There is some evidence that the parallel trends assumption may not be met in some models. However, we do not find that the magnitude of the divergence of trends in the pre-period is enough to explain the entire magnitude of the estimated treatment effect in any case. Furthermore, sensitivity analyses using a LDV model support the findings of our main analysis for bowel cancer. For lung cancer waiting times, the sensitivity analysis using an LDV model also concurs with the results of our main analysis, again failing to detect a significant impact of the pilot on lung cancer waiting times. This suggests the lack of effect found in the main analysis is not due to violation of the parallel trends assumption.

The causal pathway we hypothesise is that the pilot affected waiting times, which in turn induced a GP demand response. However, the process may be dynamic. An initial drop in waiting times could generate a GP demand response, which would then feed back into increased waiting times. Using a relatively short window of time after the reform should help to reduce this bias, if we expect that the pilot affects GP demand for diagnostic services only through its effect on waiting times.

In examining changes to waiting times at the hospital level, we use waiting time breaches as a proxy for longer waiting times. However, if providers are stacking patients under the target [53], breaches could be falling but average waiting times could still rise. Data on average waiting times are not publicly available, but provider-level adherence to waiting times targets is regularly published. Furthermore, waiting time breaches are measured against operational standards which take into account things like patient delay or clinical appropriateness of treating within the target [54], which may not be possible to properly adjust for using average waiting times.

Data were not available on breaches of the 28-day target during our study period. However, the primary aim of the paper is to estimate the GP demand response to waiting times, and the waiting times analysis is used to check for a signal of whether waiting times were indeed affected by the pilot, in a way that was observable to GPs. Waiting time breaches of the 14-day standard were published by NHS England, whilst at the time, breaches to the 28-day standard were not. Waiting times for the first 14 days of the pathway were, therefore, more directly observable to GPs. Sensitivity analysis which looks at the effect of the pilot on breaches of the 62-day target (which includes the target 28 days between urgent referral and receipt of a diagnosis) supports the findings of our main waiting times analyses.
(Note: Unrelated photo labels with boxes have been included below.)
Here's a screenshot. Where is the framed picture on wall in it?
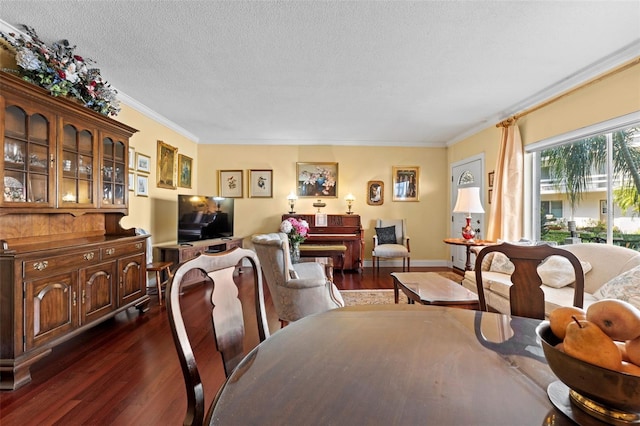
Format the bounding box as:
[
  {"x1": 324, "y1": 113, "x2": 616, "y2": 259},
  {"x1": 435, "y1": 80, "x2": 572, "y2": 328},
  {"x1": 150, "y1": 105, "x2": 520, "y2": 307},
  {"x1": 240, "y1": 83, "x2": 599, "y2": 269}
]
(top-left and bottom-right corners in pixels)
[
  {"x1": 218, "y1": 170, "x2": 242, "y2": 198},
  {"x1": 129, "y1": 146, "x2": 136, "y2": 170},
  {"x1": 367, "y1": 180, "x2": 384, "y2": 206},
  {"x1": 178, "y1": 154, "x2": 193, "y2": 188},
  {"x1": 157, "y1": 141, "x2": 178, "y2": 189},
  {"x1": 249, "y1": 170, "x2": 273, "y2": 198},
  {"x1": 136, "y1": 175, "x2": 149, "y2": 197},
  {"x1": 392, "y1": 166, "x2": 420, "y2": 201},
  {"x1": 296, "y1": 163, "x2": 338, "y2": 198},
  {"x1": 135, "y1": 152, "x2": 151, "y2": 173}
]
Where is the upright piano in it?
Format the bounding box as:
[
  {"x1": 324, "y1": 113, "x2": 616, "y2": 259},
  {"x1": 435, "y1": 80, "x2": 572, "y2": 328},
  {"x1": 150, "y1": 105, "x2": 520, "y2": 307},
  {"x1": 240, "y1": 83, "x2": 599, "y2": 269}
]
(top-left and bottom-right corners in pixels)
[{"x1": 282, "y1": 214, "x2": 364, "y2": 270}]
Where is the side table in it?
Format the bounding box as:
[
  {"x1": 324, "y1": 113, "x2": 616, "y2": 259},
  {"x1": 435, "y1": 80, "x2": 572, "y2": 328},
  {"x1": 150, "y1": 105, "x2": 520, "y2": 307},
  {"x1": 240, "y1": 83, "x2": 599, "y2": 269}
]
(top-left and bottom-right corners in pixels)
[{"x1": 443, "y1": 238, "x2": 495, "y2": 271}]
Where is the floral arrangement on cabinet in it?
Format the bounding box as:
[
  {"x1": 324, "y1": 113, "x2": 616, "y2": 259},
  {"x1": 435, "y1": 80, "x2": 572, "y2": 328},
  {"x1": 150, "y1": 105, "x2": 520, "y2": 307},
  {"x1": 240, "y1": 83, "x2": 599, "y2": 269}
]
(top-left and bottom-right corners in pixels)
[{"x1": 0, "y1": 25, "x2": 120, "y2": 116}]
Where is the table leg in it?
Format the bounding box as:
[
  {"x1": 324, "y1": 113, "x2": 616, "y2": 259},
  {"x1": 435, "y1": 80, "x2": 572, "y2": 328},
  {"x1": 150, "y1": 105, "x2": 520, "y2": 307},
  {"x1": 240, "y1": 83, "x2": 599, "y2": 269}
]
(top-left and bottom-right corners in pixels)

Implications for policymakers and future research

Efforts to shorten waiting times for cancer diagnosis is a policy priority. Policymakers should be aware reforms may fail to achieve their aims in the long term, as the increase in capacity may eventually be offset by increased demand. Although even a temporary decrease in waiting times may represent a positive outcome, the NHS requires sustainable improvements to tackle poor survival rates in comparison to other high-income countries [55]. Given NHS England’s plans to simplify the number of cancer waiting time targets further [56], more robust evidence is needed on the implications of the removal of these incentives and changes to waiting time targets.
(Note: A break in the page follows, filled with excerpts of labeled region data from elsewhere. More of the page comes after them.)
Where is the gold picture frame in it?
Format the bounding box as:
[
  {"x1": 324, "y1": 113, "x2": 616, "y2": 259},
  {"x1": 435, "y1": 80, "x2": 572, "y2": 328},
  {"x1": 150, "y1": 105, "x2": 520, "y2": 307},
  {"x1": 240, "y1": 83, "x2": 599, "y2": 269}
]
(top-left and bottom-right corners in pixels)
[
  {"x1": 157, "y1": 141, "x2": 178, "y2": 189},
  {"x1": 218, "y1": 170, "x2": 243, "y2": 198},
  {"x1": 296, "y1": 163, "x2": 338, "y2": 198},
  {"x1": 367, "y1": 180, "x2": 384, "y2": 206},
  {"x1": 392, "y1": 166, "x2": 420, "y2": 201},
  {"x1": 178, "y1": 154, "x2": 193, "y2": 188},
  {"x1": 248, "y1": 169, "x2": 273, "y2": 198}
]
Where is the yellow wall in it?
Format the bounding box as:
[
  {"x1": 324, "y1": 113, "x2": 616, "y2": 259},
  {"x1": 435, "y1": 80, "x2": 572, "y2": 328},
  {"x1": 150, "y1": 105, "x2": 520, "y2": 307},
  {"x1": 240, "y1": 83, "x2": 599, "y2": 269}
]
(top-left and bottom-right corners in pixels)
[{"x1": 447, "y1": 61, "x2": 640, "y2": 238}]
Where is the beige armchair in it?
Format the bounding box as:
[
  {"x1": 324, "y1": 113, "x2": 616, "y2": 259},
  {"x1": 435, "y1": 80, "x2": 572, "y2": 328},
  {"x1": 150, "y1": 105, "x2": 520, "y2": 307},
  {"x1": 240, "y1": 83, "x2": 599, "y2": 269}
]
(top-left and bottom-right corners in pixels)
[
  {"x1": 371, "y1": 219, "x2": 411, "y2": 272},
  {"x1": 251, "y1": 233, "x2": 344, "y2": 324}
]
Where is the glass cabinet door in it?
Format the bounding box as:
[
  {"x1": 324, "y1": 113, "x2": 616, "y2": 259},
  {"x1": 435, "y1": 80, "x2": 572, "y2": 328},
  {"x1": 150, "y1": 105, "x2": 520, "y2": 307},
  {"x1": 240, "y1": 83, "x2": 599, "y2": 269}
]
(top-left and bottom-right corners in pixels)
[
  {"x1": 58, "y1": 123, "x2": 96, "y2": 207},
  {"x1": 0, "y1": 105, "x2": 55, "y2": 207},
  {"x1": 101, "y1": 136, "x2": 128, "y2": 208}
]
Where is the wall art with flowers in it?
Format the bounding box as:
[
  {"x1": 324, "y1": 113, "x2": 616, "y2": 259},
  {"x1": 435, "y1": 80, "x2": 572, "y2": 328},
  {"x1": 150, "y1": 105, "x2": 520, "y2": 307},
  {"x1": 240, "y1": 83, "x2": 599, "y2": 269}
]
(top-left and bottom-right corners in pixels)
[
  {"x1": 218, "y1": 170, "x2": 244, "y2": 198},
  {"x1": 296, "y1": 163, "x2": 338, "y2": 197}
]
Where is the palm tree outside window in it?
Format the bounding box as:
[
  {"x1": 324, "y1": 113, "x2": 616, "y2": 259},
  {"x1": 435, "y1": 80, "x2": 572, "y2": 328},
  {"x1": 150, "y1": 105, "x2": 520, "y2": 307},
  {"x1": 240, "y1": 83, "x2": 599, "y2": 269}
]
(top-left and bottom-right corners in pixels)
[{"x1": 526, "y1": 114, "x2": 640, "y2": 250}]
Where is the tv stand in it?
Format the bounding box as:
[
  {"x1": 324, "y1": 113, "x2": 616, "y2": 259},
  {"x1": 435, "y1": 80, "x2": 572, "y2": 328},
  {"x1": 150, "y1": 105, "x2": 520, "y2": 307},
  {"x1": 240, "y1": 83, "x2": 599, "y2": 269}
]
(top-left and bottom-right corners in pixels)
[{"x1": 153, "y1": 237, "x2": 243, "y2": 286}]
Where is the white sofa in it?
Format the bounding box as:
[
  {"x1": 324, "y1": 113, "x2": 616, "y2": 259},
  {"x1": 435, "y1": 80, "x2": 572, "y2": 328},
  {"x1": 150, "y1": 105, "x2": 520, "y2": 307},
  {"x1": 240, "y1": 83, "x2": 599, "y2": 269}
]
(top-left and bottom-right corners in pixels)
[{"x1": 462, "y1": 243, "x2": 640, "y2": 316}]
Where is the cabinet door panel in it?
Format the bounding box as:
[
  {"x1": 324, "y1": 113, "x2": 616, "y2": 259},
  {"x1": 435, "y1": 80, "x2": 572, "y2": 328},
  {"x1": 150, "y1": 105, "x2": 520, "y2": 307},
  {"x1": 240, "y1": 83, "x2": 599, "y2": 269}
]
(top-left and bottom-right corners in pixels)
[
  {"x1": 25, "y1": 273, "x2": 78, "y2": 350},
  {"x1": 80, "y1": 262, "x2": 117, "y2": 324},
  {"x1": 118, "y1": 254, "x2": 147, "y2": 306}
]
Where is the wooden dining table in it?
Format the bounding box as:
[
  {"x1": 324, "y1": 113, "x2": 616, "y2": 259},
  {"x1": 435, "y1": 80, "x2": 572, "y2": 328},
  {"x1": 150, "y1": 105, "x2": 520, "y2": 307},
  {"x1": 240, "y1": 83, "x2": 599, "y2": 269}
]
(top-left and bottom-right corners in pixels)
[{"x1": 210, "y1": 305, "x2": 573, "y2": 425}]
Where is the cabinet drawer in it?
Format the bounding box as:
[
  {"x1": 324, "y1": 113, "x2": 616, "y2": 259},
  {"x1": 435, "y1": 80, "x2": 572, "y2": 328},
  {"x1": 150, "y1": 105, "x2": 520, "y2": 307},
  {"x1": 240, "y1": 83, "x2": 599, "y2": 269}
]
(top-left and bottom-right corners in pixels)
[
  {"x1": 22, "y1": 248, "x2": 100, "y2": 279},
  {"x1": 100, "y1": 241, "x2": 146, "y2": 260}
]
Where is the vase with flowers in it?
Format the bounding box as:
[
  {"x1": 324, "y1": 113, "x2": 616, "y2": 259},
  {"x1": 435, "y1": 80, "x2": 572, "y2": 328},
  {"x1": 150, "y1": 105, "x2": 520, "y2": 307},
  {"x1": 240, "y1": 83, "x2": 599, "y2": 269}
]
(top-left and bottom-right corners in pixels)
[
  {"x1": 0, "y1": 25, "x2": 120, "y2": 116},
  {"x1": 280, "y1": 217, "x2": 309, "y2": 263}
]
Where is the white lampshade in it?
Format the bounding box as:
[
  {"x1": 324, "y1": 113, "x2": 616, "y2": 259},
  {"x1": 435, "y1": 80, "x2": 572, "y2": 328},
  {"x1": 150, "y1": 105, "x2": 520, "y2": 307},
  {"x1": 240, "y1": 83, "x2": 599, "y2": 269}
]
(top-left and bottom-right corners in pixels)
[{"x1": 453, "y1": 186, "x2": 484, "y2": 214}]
Missed cancer waiting times targets have greatly increased during the coronavirus pandemic [57]. Disruption of cancer services are predicted to continue for many years due to the patient backlog created by the sharp drop in diagnosis and treatment of cancer patients particularly during the first wave of the COVID-19 pandemic [58, 59]. As cancer services face increased strain in coming years, policymakers must consider the impact of increased waiting times on GP demand for these services in plans to address this backlog.